Passalacqua 2011, GSA talk

Nonlinear diffusion and geodesic paths for automatic channel network and geomorphic feature extraction from lidar

PASSALACQUA, Paola, Civil, Architectural and Environmental Engineering, The University of Texas at Austin, 1 University Station C1786, Austin, TX 78712-0276, paola@austin.utexas.edu

http://gsa.confex.com/gsa/2011AM/finalprogram/abstract_188773.htm

2011 GSA Annual Meeting in Minneapolis (9–12 October 2011)

Paper No. 165-1 Presentation Time: 8:10 AM-8:30 AM

Knowledge of the channel network and channel/floodplain morphology in a river basin is of fundamental importance for flood prediction, watershed management, ecosystem analysis, and stream restoration. The availability of high resolution topographic data now permits the direct detection of channels, rather than the estimation of likely channel locations based on topographic features (slope, drainage area, or topographic curvature).

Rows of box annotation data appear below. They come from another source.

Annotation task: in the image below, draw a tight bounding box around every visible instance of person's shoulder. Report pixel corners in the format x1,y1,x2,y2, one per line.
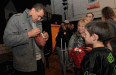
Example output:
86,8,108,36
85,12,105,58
105,19,116,24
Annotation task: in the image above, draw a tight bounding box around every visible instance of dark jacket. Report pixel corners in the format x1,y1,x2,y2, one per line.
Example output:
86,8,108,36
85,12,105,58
106,19,116,38
3,9,44,72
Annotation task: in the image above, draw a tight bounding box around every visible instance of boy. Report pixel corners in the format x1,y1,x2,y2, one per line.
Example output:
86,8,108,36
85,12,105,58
81,21,115,75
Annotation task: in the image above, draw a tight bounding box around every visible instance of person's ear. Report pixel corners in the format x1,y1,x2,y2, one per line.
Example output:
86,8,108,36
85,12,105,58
92,34,99,41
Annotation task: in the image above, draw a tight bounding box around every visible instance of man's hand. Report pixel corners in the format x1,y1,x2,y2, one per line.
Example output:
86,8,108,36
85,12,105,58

This talk will present a geometric framework for the automatic extraction of channel network and channel morphology attributes from high-resolution digital elevation data. The approach combines nonlinear diffusion for the pre-processing of the data and geodesic minimization principles for the extraction of channels. The nonlinear filtering operation removes small scale variability and enhances features that are critical to the channel extraction. Channels are then extracted as geodesics, or curves of minimal effort, where the effort is measured based on fundamental geomorphological characteristics such as flow accumulation and iso-height contours curvature. Results are shown from the application of the methodology to several high resolution data sets of different characteristics.